Was ist los auf der Welt?
Giftgas. Deshalb hatte der ungeliebte Mann mit dem Dabbelju nach dem George den Irak überrollt. Nichts gefunden. Nun sind in Syrien viele daran gestorben, weil angeblich Militärs aus Versehen die falschen Raketen gezündet haben. Abgeschossen in Richtung Wohngebiete der eigenen Bevölkerung. Ich stelle mir vor, dass oben auf der Höhe über unserem Dorf Regierungstruppen stationiert sind und bei uns in der Schule Rebellen mit Gewehren versuchen, Treffer zu landen. Das nennt man Bürgerkrieg.
Ich habe mir im Web Bilder der belagerten syrischen Städte angesehen. Die sehen aus wie Kabul nach dem Krieg. Häuserhüllen. Grundmauern. Alles weit weg, alles unvorstellbar. Um mich zu verschonen, erspare ich mir die Fernsehbilder (wir haben kein TV). Der Spiegel hat das tote Mädchen auf der Giftgas-Angriff-Titelseite hinter Milchglas gelegt. Sex sells, der Tod auch.
Wir sind mittendrin im Krieg der Welten. Und alle spielen mit. Die große Frage in Deutschland: Lässt sich im Wahlkampf auf irgendeine Weise mit dem Thema punkten oder gar verlieren? Der Spiegel gibt Antworten. Großes Online-Aufmacherthema.
Mir scheint es, als habe Krieg wieder ein bestimmtes Maß an Selbstverständlichkeit gewonnen. Als wäre da die Salonfähigkeit zurückgekehrt. Als wäre das zwar unangenehm, aber notwendig wie ein Zahnarztbesuch.
Antikriegsdemos? Friedenstauben? Friedensbewegung? Mahnwachen? Kerzen? Plakate?

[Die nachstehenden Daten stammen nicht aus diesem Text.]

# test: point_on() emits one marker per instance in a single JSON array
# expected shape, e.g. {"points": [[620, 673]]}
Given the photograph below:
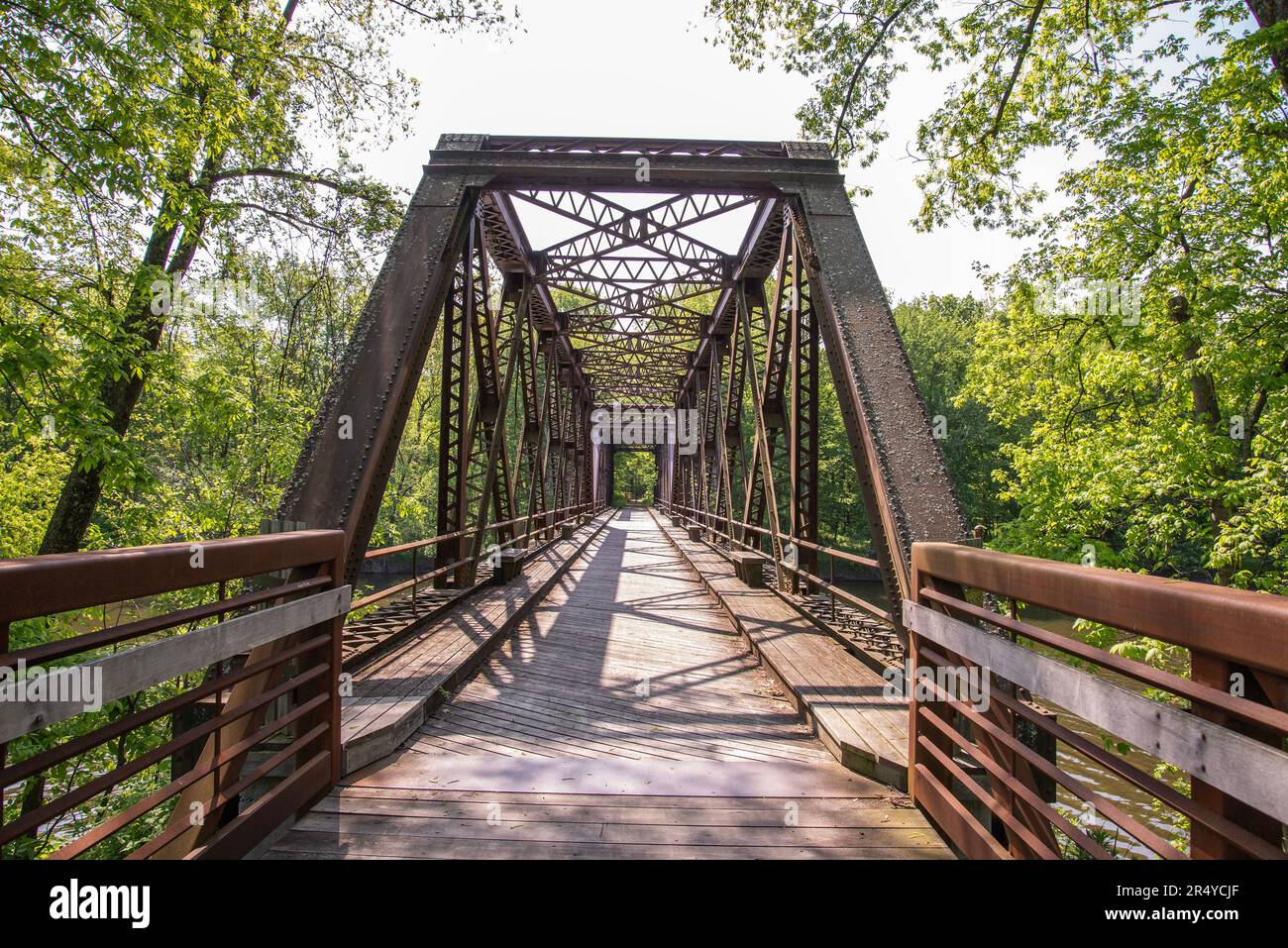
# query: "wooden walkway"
{"points": [[623, 717]]}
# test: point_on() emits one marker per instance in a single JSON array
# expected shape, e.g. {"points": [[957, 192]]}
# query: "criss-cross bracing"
{"points": [[652, 682], [574, 275]]}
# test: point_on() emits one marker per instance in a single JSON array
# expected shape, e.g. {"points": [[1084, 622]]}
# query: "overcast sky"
{"points": [[630, 67]]}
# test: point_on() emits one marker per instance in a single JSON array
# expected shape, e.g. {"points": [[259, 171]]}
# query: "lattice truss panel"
{"points": [[635, 277]]}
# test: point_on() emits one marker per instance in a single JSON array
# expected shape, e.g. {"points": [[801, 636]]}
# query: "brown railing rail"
{"points": [[130, 740], [546, 523], [721, 527], [980, 773]]}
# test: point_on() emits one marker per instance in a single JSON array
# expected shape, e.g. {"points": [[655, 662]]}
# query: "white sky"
{"points": [[635, 67]]}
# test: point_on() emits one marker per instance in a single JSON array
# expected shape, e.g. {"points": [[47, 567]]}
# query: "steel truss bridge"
{"points": [[552, 677]]}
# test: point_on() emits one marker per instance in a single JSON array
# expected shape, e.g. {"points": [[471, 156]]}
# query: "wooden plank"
{"points": [[841, 697], [394, 693], [133, 670], [553, 749], [1239, 766]]}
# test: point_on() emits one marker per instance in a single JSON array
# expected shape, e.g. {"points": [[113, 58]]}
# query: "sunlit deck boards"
{"points": [[437, 806], [625, 717], [626, 657], [391, 695], [842, 698]]}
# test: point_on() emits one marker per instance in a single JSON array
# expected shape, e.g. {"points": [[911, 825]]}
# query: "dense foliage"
{"points": [[1134, 356]]}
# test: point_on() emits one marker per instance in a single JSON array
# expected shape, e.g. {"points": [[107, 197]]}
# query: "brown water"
{"points": [[1133, 801]]}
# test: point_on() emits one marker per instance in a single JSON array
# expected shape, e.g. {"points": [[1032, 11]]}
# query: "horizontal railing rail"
{"points": [[722, 528], [134, 738], [548, 522], [987, 771]]}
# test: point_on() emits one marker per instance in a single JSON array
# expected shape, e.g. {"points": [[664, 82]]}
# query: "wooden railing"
{"points": [[130, 738], [546, 524], [735, 532], [988, 776]]}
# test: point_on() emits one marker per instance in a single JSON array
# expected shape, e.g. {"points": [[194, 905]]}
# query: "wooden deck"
{"points": [[623, 717], [842, 699]]}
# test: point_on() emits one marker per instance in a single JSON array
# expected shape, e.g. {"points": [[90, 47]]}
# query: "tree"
{"points": [[1138, 356], [143, 129], [940, 335]]}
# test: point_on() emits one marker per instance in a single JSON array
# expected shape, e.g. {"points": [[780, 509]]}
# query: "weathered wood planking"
{"points": [[142, 666], [841, 697], [555, 749], [449, 806], [627, 657], [1253, 772], [393, 693]]}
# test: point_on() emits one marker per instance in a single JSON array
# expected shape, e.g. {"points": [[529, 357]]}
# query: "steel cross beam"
{"points": [[634, 301]]}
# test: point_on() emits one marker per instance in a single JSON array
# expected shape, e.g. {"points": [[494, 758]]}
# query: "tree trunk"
{"points": [[84, 483]]}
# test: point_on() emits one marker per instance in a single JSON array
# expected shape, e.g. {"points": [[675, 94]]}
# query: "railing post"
{"points": [[1206, 843]]}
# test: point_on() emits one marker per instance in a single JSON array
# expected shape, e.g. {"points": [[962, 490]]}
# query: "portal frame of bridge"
{"points": [[803, 285]]}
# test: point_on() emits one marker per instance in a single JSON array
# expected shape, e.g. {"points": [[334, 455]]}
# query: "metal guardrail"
{"points": [[81, 779], [1224, 727], [709, 522]]}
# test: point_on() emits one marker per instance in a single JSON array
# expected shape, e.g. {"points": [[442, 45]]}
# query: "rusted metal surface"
{"points": [[1232, 747], [299, 666]]}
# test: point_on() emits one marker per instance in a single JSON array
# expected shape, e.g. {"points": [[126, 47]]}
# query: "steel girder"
{"points": [[631, 303]]}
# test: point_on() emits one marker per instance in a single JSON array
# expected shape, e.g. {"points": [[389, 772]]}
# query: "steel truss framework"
{"points": [[630, 305]]}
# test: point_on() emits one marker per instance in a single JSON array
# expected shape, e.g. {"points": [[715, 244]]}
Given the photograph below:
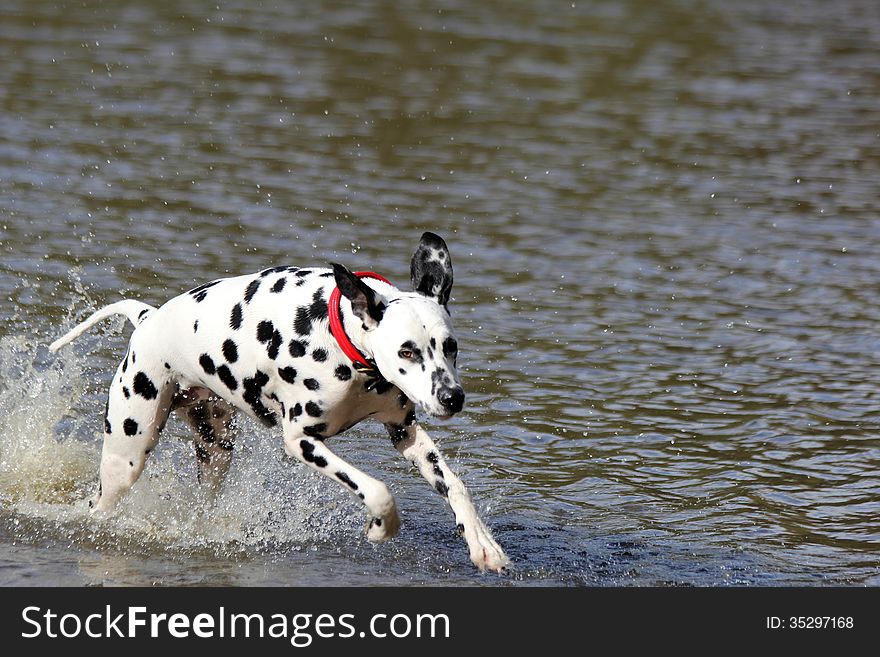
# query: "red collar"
{"points": [[337, 330]]}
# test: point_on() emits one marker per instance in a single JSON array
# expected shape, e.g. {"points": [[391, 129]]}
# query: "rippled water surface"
{"points": [[664, 224]]}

Klar, was soll man tun, wenn Kinder im Giftgas sterben. BESTRAFEN. Sagt die Politik. Assad bestrafen. Nur der bekommt keinen Tomahawk auf den Kopf. Es soll erst einmal eine Lehre erteilt werden. Zwei, drei Tage Raketenfeuer. Der syrischen Armee zeigen, wo der Hammer hängt. Mehr nicht, weil die Rebellen teils zu al-Qaida gehören. Vertrackte Situation aber auch. Wenn man könnte, wie man wollte. Dann würde der Iran Israel auslöschen und umgekehrt und die Russen und Chinesen würden die syrischen Rebellen killen und die USA, Frankreich und Großbritannien sendeten Bodentruppen, um die demokratischen syrischen Rebellen an die Macht zu bringen. Und Deutschland würde das Technische Hilfswerk und das Rote Kreuz mit Lebensmittelspenden und Decken im Rahmen einer humanitären Mission schicken.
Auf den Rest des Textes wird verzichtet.